U.S. Stock Market
11/2/20
A description of the U.S. stock market including various stock market indices, earnings, and dividends using a number of relevant new charts.
First, a definition of some terms might be helpful:
share of stock in a company - a share of ownership in that company
stock - the shares sold by a particular company
stock exchange - place (real or virtual) where stocks of companies are traded (bought and sold)
The U.S. stock market, then, is everything associated with buying and selling of shares stocks in U.S. stock exchanges. The characteristic of a stock that is most referenced is price. A stock's quoted price is the amount of money paid for the most recent share of that stock to be traded on a stock exchange. Whenever stocks are being traded, quoted stock prices rise and fall based on the prices for which stocks are actually bought and sold. It is often valuable to be able to track the prices of a group of stocks instead of just an individual stock. A number of stock market indices have been created to do just that. These stock market indices are calculated from various groups of stocks using various formulas.
The most widely known and followed U.S. stock market index is the Dow Jones Industrial Average (DJIA). The DJIA is calculated from the price of just 30 stocks. The following chart shows monthly value of the DJIA going back more than a century:
The DJIA is denominated in U.S. dollars, and due to inflation, the value of these dollars change over time. Therefore, a better representation of the change in value of the DJIA over time would be one that is adjusted for inflation. The following chart is adjusted for consumer price inflation:
Another widely followed U.S. stock market index is the NASDAQ Composite (aka the NASDAQ). The NASDAQ Composite index was created much more recently than the DJIA, and it is known for containing a large number of technology stocks. The following two charts show the monthly NASDAQ and real (inflation adjusted) NASDAQ values over time:
The S&P 500 index is composed of the stocks of the 500 most valuable companies traded in the U.S. Because of this, the S&P 500 is a much better measure of overall U.S. stock market performance than DJIA or the NASDAQ. Also, the value of the S&P 500 can be calculated back in history for a significant period of time before it was even created. The next two charts show the monthly value of the S&P 500 and real (inflation adjusted) S&P 500 going back more than a century.

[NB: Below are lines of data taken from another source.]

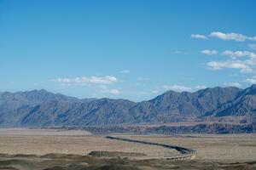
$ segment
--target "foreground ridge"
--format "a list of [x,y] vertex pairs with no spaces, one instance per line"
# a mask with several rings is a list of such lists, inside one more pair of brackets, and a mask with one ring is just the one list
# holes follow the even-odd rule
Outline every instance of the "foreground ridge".
[[122,140],[122,141],[125,141],[125,142],[139,143],[139,144],[143,144],[158,145],[158,146],[162,146],[165,148],[174,149],[181,153],[180,156],[171,156],[164,157],[165,159],[168,159],[168,160],[173,160],[173,161],[194,160],[194,159],[195,159],[195,156],[197,154],[197,151],[195,150],[192,150],[189,148],[184,148],[184,147],[181,147],[181,146],[170,145],[170,144],[159,144],[159,143],[148,142],[148,141],[142,141],[142,140],[135,140],[135,139],[118,138],[118,137],[113,137],[113,136],[107,136],[106,139]]

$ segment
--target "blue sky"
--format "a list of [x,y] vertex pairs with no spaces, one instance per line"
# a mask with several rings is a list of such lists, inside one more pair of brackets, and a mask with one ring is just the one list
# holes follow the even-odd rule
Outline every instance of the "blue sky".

A share of stock has value because it represents a share of ownership in the assets and future earnings of a company. The next chart shows the earnings yield for the entire S&P 500 index. The earnings yield is annual earnings as a percent of stock price. One way to think of earnings yield is the annual percent return on investment a shareholder would get if all earnings were given to shareholders.
Of course, if all of the earnings were given to shareholders, the company would not have any money to invest in future growth, which could reduce future earnings. Therefore, companies do not typically give all earnings to the shareholders.
There are two primary mechanisms through which some of the value represented by company earnings can be transferred to shareholders. First, the perceived value of a share of stock, that is the price, could go up after purchase of the stock enabling the holder of the share to sell it at a higher price. Second, the company could decide to distribute some money to shareholders. Such a distribution of money is called a dividend. The next chart shows the dividend yield for the entire S&P 500 index. The dividend yield is the dividend paid out over the previous year as a percent of stock price. The dividend yield is the actual annual percent return on investment for a shareholder ignoring changes in stock prices.
Dividends can only be paid out from current and past retained earnings. The next chart shows S&P 500 earnings and dividend yields on the same chart, and demonstrates that dividend yields are typically lower than earnings yields.
The next chart shows dividend payout ratio, that is the percent of earnings that are paid out as dividends.
If one were to hold a stock for the entire lifetime of a company, all of the value of this stock would come from dividends. While most people buy stocks with the intent of eventually re-selling them at a (hopefully) higher price, it is good to keep in mind that the long term value of a stock is determined by the stream of dividends it provides.